When things came to a head in September and October after the Iraqi Kurdish referendum on inde­pendence, which the United States opposed, Washington dithered. It found itself between two allies — the Iraqi government of Prime Minister Haider al-Abadi and the KRG, both partners in the fight against the Islamic State (ISIS).

Although the United States counselled restraint on both sides and urged them to settle their dispute peacefully, it did not pro­test when Abadi dispatched Iraqi forces to seize Kirkuk and adjacent areas. Nonetheless, the United States still supports the KRG, especially now that the Kurds have back-pedalled from their inde­pendence quest.

In Syria, US military officials and special forces have advised and worked closely with the People’s Protection Units (YPG), the Syrian Kurdish militia that proved to be the most effective fighting force against ISIS. The YPG joined Arab tribal forces under the umbrella of what became known as the Syrian Democratic Forces but the Kurdish component dominated that larger militia.

The United States supported YPG fighters even though that in­curred the wrath of Turkey, which sees the YPG as an extension of the Kurdistan Workers’ Party (PKK) that both Turkey and the United States have designated as a terror­ist group.

Turkey has clashed with YPG fighters in northern Syria and, in August, pro-Turkish Syrian rebels — made up of Arab and Turkmen fighters — initiated a clash with US forces in the area, prompting Washington to issue a demarche to Ankara.

Partly because of those tensions, Washington is playing it both ways. On the one hand, the Penta­gon says it plans to keep some US forces in eastern Syria post-ISIS, which CNN has reported to num­ber about 2,000, to help stabilise the situation on the ground and provide leverage against the Assad government and the Iranians as the Syrian conflict moves towards a political settlement. In addition, US troops in eastern Syria serve as a protective shield for the Syrian Kurds against both Syrian Presi­dent Bashar Assad and Turkey.

On the other hand, US Presi­dent Donald Trump reportedly assured Turkish President Recep Tayyip Erdogan in a phone call on November 24 that the United States would cease arming the YPG. Although this announcement took many US officials by surprise and did not specify a timeline, it apparently did not mean that the United States would try to disarm the YPG. It appears that Washing­ton is trying to preserve its assets in Syria while seeking to mollify the Turks.

That the United States has no plans to take the PKK off the ter­rorism list and support Kurdish au­tonomy in Turkey may also be part of the US strategy to keep Ankara appeased. However, tensions and clashes with Turkey could soon erupt if the Syrian Kurds insist on a federal Syrian state in which they maintain their autonomy.

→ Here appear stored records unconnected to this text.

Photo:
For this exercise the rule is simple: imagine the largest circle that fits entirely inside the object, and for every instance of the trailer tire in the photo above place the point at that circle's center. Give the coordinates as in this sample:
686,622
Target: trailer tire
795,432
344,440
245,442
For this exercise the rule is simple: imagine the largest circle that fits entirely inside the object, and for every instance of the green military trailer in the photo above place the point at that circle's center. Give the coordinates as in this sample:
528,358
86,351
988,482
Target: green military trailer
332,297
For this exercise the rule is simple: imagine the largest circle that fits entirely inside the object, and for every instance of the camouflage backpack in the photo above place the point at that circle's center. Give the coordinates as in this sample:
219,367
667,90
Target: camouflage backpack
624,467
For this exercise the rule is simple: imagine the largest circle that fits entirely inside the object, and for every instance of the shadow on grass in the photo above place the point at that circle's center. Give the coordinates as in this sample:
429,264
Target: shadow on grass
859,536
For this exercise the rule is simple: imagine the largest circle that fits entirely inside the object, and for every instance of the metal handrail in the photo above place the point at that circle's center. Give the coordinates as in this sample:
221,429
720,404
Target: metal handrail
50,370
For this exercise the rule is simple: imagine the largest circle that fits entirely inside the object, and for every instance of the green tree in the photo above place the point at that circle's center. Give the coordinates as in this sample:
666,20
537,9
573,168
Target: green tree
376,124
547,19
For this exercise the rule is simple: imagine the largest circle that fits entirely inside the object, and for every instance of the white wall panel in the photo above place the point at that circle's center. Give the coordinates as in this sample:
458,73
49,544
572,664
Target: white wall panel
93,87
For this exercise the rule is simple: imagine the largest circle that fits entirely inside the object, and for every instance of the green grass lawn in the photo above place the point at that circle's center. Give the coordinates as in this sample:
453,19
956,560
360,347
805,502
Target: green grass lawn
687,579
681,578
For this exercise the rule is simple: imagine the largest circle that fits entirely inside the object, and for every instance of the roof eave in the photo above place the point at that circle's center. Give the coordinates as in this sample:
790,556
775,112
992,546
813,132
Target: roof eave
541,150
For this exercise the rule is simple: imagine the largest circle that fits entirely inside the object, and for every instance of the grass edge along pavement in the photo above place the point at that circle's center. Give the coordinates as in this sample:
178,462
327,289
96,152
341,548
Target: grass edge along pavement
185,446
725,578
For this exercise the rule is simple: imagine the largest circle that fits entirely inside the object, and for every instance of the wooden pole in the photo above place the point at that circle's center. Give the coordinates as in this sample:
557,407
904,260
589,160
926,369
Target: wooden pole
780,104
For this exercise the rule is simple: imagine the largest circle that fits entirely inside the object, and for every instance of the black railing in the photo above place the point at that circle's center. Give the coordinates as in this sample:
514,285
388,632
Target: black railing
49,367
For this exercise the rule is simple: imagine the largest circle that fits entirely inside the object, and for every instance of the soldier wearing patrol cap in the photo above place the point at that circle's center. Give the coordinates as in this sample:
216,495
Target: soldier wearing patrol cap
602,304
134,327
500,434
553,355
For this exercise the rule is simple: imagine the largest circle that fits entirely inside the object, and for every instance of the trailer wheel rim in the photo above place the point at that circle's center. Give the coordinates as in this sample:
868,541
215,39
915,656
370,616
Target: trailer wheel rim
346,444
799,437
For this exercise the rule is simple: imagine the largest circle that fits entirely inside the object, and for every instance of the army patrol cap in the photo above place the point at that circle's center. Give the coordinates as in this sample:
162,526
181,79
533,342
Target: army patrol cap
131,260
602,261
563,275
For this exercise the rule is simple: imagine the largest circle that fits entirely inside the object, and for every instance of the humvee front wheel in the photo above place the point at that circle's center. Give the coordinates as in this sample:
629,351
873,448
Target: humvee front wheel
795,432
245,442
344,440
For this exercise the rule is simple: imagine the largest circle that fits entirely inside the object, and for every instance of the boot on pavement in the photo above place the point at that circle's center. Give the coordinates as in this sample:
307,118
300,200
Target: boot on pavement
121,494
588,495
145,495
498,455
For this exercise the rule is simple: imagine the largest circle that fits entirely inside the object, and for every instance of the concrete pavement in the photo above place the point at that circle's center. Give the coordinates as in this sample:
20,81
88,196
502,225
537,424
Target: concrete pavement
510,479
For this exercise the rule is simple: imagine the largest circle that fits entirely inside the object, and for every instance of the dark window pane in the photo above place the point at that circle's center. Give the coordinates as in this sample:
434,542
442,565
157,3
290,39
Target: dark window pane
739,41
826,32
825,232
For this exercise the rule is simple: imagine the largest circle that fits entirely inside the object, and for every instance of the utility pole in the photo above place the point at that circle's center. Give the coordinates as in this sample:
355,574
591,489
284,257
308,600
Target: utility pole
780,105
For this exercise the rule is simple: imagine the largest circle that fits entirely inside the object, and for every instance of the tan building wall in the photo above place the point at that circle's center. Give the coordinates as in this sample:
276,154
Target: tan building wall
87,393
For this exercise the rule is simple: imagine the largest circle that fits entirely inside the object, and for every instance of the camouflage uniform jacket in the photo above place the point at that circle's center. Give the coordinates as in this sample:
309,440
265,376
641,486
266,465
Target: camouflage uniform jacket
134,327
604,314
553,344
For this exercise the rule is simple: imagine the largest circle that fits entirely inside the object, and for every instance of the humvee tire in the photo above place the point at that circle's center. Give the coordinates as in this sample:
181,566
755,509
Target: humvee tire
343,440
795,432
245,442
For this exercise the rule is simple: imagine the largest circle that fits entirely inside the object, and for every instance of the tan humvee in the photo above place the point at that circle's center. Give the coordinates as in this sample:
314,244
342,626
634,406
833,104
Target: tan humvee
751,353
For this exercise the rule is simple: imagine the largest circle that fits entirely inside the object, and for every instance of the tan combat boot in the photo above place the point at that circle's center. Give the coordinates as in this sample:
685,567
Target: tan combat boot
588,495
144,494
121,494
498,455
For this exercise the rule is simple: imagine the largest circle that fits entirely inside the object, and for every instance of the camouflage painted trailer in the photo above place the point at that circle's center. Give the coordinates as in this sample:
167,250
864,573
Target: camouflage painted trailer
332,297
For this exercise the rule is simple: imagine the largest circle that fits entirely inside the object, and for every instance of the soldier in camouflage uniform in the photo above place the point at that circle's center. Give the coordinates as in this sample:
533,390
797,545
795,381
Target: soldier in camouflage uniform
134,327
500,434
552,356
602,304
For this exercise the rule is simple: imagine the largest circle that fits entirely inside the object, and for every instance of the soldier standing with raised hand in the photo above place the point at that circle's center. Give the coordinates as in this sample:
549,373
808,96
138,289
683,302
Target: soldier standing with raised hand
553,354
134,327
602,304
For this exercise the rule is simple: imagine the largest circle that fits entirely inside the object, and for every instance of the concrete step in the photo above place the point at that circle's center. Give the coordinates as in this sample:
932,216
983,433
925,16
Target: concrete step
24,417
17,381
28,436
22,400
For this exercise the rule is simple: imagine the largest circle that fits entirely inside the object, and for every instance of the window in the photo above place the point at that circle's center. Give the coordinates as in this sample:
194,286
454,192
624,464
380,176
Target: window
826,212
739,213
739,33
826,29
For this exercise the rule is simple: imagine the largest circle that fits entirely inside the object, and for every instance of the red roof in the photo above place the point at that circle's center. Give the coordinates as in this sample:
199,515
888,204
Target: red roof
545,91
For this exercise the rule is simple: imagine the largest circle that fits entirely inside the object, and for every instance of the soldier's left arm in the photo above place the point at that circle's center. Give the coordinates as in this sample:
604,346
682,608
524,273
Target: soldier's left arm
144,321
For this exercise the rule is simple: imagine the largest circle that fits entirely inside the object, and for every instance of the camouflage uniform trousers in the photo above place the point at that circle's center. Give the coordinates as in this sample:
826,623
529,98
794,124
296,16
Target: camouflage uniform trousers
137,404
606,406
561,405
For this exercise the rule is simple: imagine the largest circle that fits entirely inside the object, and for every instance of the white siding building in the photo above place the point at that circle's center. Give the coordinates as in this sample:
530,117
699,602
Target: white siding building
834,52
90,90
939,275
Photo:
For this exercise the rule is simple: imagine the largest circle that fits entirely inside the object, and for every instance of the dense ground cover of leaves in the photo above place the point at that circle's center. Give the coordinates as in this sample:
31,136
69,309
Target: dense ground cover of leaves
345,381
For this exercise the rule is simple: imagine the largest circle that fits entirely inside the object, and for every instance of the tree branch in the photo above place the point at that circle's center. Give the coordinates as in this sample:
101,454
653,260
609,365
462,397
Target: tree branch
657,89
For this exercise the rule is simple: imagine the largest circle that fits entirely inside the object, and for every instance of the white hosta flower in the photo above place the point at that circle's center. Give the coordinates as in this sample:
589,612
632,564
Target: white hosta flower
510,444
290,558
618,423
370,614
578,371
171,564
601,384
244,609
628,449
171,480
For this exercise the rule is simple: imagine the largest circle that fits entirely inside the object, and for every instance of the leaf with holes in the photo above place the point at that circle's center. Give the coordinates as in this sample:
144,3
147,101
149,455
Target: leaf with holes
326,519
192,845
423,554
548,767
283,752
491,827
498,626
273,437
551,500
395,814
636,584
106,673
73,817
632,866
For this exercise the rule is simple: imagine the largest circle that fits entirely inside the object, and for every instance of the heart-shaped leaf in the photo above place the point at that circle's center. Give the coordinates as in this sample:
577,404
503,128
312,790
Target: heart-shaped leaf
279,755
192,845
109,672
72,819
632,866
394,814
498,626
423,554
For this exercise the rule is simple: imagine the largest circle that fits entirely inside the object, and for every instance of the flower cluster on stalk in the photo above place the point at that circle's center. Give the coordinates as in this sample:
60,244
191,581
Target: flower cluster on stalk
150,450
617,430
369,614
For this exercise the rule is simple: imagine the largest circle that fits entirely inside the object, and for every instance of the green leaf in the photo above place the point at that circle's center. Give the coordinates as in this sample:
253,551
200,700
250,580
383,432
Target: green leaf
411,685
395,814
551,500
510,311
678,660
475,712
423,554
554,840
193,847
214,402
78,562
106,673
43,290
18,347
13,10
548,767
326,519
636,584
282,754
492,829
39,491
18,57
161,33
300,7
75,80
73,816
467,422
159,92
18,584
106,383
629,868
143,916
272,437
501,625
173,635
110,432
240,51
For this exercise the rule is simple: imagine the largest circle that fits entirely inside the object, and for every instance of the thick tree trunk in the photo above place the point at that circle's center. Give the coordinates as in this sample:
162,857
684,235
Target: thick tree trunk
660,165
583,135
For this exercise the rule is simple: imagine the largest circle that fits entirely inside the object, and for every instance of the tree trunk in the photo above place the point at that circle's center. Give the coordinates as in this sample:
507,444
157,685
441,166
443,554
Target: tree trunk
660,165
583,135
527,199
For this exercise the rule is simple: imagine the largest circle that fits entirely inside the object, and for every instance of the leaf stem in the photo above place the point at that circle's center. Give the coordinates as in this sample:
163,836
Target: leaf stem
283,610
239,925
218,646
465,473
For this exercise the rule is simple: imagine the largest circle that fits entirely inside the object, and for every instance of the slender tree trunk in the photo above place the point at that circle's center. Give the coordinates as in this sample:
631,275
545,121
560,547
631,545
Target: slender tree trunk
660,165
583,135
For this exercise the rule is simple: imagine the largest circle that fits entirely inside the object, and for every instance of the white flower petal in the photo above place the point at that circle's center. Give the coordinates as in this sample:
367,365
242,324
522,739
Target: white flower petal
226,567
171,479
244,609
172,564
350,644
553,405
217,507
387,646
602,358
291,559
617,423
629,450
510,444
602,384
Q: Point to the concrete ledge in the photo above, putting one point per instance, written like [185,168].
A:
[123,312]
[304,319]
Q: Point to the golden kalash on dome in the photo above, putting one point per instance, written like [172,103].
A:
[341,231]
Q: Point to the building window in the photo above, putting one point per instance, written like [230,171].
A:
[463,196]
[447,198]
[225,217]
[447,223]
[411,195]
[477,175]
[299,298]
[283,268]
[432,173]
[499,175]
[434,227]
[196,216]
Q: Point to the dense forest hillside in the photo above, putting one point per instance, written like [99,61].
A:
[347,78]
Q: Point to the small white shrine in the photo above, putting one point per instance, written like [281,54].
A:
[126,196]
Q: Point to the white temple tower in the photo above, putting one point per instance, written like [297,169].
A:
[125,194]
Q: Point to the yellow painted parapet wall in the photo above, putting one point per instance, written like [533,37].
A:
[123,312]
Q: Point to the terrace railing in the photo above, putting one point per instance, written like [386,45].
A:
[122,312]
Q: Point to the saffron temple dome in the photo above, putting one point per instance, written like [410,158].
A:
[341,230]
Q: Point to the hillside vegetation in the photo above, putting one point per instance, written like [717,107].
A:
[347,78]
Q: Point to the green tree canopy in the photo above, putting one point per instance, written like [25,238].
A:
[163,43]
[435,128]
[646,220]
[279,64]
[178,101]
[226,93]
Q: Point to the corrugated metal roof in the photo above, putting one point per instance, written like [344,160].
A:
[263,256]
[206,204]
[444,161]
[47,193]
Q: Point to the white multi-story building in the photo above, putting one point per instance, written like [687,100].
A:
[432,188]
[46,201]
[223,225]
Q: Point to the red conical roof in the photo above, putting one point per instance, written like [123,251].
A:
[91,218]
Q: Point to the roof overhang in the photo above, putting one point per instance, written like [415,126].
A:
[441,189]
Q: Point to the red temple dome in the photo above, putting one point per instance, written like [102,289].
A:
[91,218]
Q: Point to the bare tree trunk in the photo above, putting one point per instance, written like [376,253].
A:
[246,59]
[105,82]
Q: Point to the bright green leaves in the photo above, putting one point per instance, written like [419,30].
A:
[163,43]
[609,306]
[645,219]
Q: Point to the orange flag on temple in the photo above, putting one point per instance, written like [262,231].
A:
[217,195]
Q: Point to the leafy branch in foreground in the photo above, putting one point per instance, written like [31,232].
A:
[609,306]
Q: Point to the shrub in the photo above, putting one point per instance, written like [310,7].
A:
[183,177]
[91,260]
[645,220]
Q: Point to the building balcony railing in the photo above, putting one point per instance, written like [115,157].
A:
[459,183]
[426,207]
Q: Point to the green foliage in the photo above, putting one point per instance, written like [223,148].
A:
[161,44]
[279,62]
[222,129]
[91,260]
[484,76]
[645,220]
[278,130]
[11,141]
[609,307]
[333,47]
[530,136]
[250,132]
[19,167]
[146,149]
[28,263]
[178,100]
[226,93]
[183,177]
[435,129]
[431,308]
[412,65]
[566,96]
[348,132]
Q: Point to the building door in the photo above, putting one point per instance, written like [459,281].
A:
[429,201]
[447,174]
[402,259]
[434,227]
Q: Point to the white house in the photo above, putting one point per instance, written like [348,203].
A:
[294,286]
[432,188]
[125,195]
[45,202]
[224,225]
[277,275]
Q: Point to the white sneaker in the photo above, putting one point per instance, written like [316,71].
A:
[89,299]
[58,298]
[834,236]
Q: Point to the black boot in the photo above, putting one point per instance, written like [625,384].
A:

In that situation, it is unclear whether Washington would stand by the Syrian Kurds, who are nervous about the budding Trump-Erdogan relationship.

There is thus a multitude of US policies towards the Kurds based on conditions, assets and crises in the four countries in which the Kurds live. Any hopes of the Kurds for a more coherent and uniform policy on the part of Washington that would satisfy their nationalist aspirations are likely to be disap­pointed.


Gregory Aftandilian is a lecturer at the Pardee School of Global Studies at Boston University and is a former U.S. State Department Middle East analyst.